Another problem with your suggestion (again this is just my opinion) is that you say “significant number of plankton species”. The plankton species that are less affected will likely replace the others and continue their role as carbon recyclers (perhaps at reduced efficiency but still doing it).
Steve Latham says
This is about changing fish diversity in response to fishing and temperature changes. Perhaps because it’s a news article no trend is very well described, yet conclusions are made.
Joseph O'Sullivan says
I did write that I was done with the evolution and climate change discussion, but I am back again.
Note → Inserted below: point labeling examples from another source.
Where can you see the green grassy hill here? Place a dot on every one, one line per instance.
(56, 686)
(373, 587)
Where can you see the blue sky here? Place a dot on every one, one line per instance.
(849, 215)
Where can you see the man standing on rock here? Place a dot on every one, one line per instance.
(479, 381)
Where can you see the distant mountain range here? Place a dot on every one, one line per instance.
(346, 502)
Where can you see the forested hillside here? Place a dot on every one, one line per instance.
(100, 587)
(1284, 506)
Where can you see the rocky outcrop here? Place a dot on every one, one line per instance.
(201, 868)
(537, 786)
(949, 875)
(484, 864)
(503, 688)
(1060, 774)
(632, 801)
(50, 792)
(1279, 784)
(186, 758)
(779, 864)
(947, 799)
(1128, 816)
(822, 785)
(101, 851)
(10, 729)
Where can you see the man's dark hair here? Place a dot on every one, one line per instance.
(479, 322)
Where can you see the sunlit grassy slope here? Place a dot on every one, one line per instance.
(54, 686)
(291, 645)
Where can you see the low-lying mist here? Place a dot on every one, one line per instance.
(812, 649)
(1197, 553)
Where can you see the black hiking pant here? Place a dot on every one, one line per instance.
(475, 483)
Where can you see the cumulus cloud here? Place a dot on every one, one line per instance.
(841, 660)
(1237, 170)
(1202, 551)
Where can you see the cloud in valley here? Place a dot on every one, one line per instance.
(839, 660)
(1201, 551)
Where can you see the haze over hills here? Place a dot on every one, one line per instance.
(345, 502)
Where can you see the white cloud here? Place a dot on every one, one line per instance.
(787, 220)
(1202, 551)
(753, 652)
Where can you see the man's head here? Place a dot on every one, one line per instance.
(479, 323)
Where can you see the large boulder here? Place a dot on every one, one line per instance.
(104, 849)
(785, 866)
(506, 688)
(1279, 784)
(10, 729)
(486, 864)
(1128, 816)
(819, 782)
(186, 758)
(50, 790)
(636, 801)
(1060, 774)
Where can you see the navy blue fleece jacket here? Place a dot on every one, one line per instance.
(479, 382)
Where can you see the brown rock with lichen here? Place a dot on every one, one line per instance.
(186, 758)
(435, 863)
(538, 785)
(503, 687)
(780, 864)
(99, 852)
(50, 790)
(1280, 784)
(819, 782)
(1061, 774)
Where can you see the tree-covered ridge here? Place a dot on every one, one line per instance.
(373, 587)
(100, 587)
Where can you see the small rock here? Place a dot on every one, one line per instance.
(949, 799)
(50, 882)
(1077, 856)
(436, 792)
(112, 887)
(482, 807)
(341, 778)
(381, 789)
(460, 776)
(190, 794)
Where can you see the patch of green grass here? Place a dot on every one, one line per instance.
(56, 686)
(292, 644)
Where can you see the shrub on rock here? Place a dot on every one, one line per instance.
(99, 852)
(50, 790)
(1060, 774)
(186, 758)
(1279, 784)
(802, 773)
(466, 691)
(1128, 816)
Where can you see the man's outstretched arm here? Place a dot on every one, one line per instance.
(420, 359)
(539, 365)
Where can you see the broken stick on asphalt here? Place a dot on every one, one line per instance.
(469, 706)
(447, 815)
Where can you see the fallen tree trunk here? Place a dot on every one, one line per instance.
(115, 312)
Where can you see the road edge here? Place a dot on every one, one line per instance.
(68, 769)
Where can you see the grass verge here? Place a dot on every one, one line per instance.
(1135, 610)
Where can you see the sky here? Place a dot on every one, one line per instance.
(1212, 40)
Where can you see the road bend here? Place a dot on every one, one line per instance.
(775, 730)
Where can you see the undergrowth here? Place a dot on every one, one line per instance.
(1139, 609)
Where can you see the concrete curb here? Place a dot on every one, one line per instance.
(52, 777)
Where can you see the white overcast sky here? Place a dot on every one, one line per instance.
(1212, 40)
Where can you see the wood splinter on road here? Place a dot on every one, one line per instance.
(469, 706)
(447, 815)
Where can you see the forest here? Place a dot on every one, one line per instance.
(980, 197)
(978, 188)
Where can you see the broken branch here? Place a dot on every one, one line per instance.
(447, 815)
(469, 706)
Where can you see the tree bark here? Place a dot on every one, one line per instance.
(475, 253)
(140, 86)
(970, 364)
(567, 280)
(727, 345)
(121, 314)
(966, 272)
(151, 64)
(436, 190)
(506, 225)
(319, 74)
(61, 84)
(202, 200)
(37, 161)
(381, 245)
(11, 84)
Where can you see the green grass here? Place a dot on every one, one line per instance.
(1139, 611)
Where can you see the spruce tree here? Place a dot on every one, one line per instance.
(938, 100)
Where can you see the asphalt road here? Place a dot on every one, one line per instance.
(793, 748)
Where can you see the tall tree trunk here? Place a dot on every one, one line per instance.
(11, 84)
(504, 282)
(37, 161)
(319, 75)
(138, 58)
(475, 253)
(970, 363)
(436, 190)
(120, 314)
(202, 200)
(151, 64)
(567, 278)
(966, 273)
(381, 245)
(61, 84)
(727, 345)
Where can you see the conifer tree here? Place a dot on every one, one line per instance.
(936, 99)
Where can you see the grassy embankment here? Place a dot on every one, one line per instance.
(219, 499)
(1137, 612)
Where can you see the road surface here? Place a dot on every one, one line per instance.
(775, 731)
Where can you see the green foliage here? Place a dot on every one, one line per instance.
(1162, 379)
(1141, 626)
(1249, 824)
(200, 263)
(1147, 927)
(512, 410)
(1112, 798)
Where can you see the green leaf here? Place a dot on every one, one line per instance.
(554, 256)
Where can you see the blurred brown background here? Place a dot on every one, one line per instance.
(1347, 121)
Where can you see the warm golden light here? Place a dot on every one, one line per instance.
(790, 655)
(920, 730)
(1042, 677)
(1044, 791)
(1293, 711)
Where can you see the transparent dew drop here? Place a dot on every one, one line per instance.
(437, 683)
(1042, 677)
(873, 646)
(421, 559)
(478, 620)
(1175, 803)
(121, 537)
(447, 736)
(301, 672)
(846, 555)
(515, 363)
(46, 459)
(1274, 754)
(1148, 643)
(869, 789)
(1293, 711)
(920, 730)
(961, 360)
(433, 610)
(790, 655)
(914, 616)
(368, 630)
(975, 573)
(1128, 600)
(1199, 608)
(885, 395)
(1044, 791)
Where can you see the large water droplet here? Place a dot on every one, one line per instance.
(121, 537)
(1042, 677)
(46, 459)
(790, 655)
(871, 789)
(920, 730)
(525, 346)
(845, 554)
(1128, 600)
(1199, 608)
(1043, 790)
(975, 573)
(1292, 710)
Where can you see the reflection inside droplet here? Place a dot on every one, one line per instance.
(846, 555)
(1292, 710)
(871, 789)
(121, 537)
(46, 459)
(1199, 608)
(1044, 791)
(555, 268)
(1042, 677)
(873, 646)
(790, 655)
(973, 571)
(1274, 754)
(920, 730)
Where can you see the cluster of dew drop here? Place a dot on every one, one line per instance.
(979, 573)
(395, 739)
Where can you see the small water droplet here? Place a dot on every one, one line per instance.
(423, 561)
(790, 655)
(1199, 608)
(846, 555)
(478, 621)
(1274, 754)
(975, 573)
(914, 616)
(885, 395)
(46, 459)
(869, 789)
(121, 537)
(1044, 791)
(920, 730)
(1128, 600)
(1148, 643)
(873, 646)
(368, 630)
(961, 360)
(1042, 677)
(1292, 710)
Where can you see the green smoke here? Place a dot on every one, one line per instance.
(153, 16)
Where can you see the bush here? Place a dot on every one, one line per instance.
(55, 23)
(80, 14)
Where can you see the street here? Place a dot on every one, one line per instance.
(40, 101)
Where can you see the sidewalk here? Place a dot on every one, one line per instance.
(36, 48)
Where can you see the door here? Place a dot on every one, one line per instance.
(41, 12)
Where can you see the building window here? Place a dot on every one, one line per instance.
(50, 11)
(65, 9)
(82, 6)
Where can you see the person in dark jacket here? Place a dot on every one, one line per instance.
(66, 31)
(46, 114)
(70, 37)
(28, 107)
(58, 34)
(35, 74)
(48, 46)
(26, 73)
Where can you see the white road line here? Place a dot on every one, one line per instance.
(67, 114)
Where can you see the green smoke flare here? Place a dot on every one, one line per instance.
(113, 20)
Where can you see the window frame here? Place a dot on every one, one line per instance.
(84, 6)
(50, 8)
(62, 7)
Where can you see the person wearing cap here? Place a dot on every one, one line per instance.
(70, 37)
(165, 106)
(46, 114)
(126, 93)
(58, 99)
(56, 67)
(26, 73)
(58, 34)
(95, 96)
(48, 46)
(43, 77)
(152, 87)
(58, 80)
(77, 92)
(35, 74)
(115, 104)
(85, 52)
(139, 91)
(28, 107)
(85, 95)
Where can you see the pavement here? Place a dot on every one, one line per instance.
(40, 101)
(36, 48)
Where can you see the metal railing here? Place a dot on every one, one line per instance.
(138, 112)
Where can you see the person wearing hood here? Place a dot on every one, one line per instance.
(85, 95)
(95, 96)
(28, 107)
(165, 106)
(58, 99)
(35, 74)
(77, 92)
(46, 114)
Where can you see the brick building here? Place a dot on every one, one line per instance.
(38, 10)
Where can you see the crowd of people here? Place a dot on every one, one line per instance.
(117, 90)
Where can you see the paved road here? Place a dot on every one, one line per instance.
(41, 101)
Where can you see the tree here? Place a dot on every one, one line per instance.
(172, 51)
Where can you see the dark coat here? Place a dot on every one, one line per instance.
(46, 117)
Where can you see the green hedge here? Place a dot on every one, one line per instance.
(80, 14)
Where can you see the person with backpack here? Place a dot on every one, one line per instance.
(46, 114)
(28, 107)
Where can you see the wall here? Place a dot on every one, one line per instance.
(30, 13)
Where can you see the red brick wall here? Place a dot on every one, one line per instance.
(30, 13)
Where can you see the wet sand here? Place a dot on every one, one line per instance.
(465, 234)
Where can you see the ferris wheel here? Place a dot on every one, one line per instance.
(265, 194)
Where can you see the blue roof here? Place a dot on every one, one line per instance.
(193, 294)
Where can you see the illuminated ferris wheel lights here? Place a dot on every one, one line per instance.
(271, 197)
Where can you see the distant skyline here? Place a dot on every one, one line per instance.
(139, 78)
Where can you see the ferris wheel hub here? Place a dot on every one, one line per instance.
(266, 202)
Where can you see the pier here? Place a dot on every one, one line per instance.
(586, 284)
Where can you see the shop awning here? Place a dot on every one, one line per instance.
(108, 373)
I did a quick review of some of the literature and I found a lot of interesting info. In conservation biology evolution was not really considered, but evolution really is a factor. Small evolutionary changes (microevolution) do occur at rapid rates and have occurred in response to various anthropogenic changes. There will be microevolutionary changes that will be a factor when ecosystems react to anthropogenic climate change, but this does not mean that there is no need to worry because plants and animals will just evolve and not be harmed.
Some interesting papers:
Keeping Pace with Fast Climate Change- Can Arctic life Count on Evolution?
Evolutionary Enlightened Management
Contemporary Evolution meets Conservation Biology
(cut and paste this one, the commas in the address screw up the link)
Re #62 Could Acidification be a run-away cycle? In theory I guess it could be. 1 increased CO2 causes acidification of the oceans, which kills phytoplankton; 2 less phytoplankton means less CO2 is sequestered; 3 this increases unsequestered CO2 and then go back to 1. I am unsure if this is a possible real world outcome, but I don’t think so.
There doesn’t seem to be a lot of scientific literature on the effect of acidification on marine ecosystems.
A short outline of what needs to be examined about CO2 and the oceans is here
A few months ago the scientists at RealClimate recommended a paper (Feely et al 2004, Impact of Anthropogenic CO2 on the CaCO3 System in the Oceans) and said Dr. Feely thinks that acidification of the oceans is a serious issue that needs more attention from the scientific community. From what I have seen I have to agree.
Even environmental groups who have a reputation for alarmism have really not mentioned acidification until the Royal Society Report came out. The only time I heard about it was on the NRDC site but only a paragraph in a summary of climate change science papers, but not really anywhere else.